Aldus kan worden afgeweken van de regel van artikel 815 eerste lid Burgerlijk Wetboek dat stelt de uit onverdeeldheidtreding ten alle tijden kan worden nagestreefd en van de regel van artikel 815 tweede lid dat afwijkende overeenkomsten slechts kunnen verbinden voor vijf jaar.
Een gebeurlijk gebrek aan een dienstige regeling, qua duurtijd en opzeg van een conventionele onverdeeldheid, betekent nog niet dat de conventionele/vrijwillige onverdeeldheid zonder meer moet blijven duren.
In die optiek moet dan worden nagegaan wat de onderliggende bedoeling was/is van de voorliggende conventionele/vrijwillige onverdeeldheid.
Wanneer aldus in onverdeeldheid met zich meebrengt dat een handelsruimte blijft leegstaan en van overheidswege wordt aangepakt met een leegstandsheffing kan een uit onverdeeldheid worden nagestreefd (het arrest verwijst hierbij opnieuw naar uitvoerige rechtspraak en rechtsleer).

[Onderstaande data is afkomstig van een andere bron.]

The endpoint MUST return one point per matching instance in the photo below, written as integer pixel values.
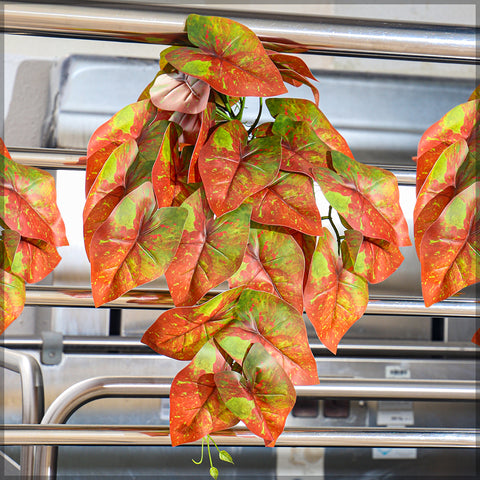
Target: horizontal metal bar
(319, 437)
(318, 34)
(138, 298)
(377, 348)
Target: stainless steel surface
(138, 298)
(332, 437)
(32, 398)
(323, 35)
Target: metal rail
(91, 389)
(160, 298)
(318, 437)
(32, 398)
(318, 34)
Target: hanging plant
(447, 213)
(178, 185)
(31, 229)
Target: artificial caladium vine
(178, 184)
(31, 230)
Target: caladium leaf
(128, 123)
(267, 319)
(196, 407)
(305, 110)
(134, 245)
(366, 196)
(210, 252)
(12, 298)
(180, 332)
(230, 58)
(334, 297)
(373, 259)
(233, 169)
(289, 202)
(273, 263)
(178, 92)
(449, 250)
(459, 123)
(263, 399)
(28, 203)
(302, 150)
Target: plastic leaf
(134, 245)
(196, 408)
(449, 250)
(367, 197)
(180, 332)
(263, 399)
(301, 148)
(230, 58)
(289, 202)
(210, 252)
(266, 319)
(28, 203)
(334, 297)
(232, 169)
(178, 92)
(12, 298)
(302, 110)
(273, 263)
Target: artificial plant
(31, 230)
(178, 185)
(447, 210)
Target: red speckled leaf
(273, 263)
(233, 169)
(334, 297)
(230, 58)
(28, 203)
(180, 332)
(459, 123)
(367, 197)
(210, 252)
(302, 110)
(178, 92)
(12, 298)
(134, 245)
(302, 150)
(263, 399)
(196, 407)
(267, 319)
(289, 202)
(373, 259)
(449, 250)
(128, 123)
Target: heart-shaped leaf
(230, 58)
(334, 297)
(289, 202)
(366, 196)
(178, 92)
(134, 245)
(232, 169)
(302, 150)
(449, 250)
(273, 263)
(196, 408)
(373, 259)
(210, 252)
(263, 399)
(180, 332)
(28, 203)
(266, 319)
(302, 110)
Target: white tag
(389, 453)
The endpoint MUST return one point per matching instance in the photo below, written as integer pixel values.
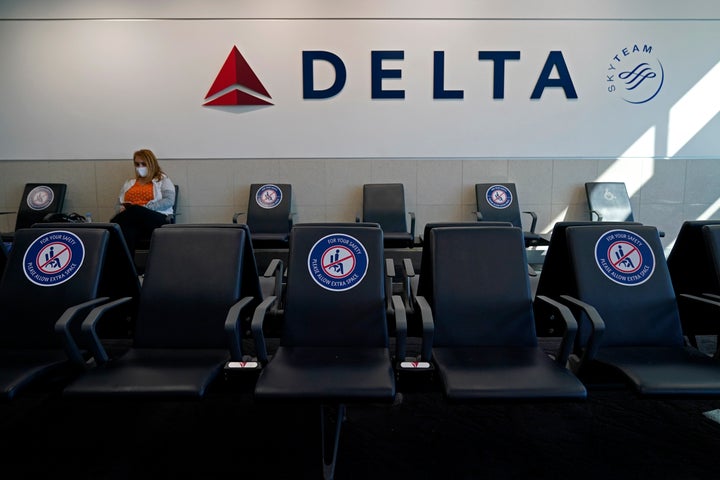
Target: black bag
(63, 218)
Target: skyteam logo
(236, 84)
(53, 258)
(498, 196)
(624, 257)
(40, 197)
(635, 75)
(337, 262)
(268, 196)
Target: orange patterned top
(139, 194)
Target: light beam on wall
(693, 111)
(635, 166)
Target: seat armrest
(233, 330)
(89, 329)
(256, 328)
(597, 326)
(389, 275)
(276, 268)
(428, 327)
(412, 225)
(64, 325)
(409, 293)
(400, 328)
(533, 224)
(568, 339)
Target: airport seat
(624, 293)
(50, 283)
(334, 349)
(610, 202)
(498, 202)
(37, 201)
(484, 345)
(254, 283)
(692, 270)
(555, 280)
(191, 297)
(270, 214)
(384, 204)
(118, 279)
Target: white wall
(85, 83)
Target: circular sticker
(40, 197)
(624, 257)
(53, 258)
(268, 196)
(337, 262)
(498, 196)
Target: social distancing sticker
(338, 262)
(53, 258)
(499, 196)
(624, 257)
(268, 196)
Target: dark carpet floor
(611, 435)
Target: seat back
(335, 293)
(38, 200)
(555, 279)
(384, 203)
(621, 270)
(48, 271)
(608, 202)
(250, 274)
(119, 277)
(497, 202)
(425, 279)
(270, 208)
(193, 276)
(481, 287)
(690, 260)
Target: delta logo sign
(236, 84)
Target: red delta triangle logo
(246, 88)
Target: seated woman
(146, 201)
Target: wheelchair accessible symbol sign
(498, 196)
(53, 258)
(40, 197)
(268, 196)
(624, 257)
(338, 262)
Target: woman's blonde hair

Bij het instellen van een dergelijke vordering tot vereffeningverdeling is de bijkomende vordering om reeds tot veiling/openbare verkoop van de onverdeeldheid over te gaan voorbarig bij gebrek aan akkoord. Een vordering die er toe strekken reeds de prealabele verkoop te bevelen, kan, bij gebreke aan akkoord van de deelgenoten niet worden ingewilligd (artikel 1209 §3 gerechtelijk met en tal van verwijzingen vermeld in het arrest)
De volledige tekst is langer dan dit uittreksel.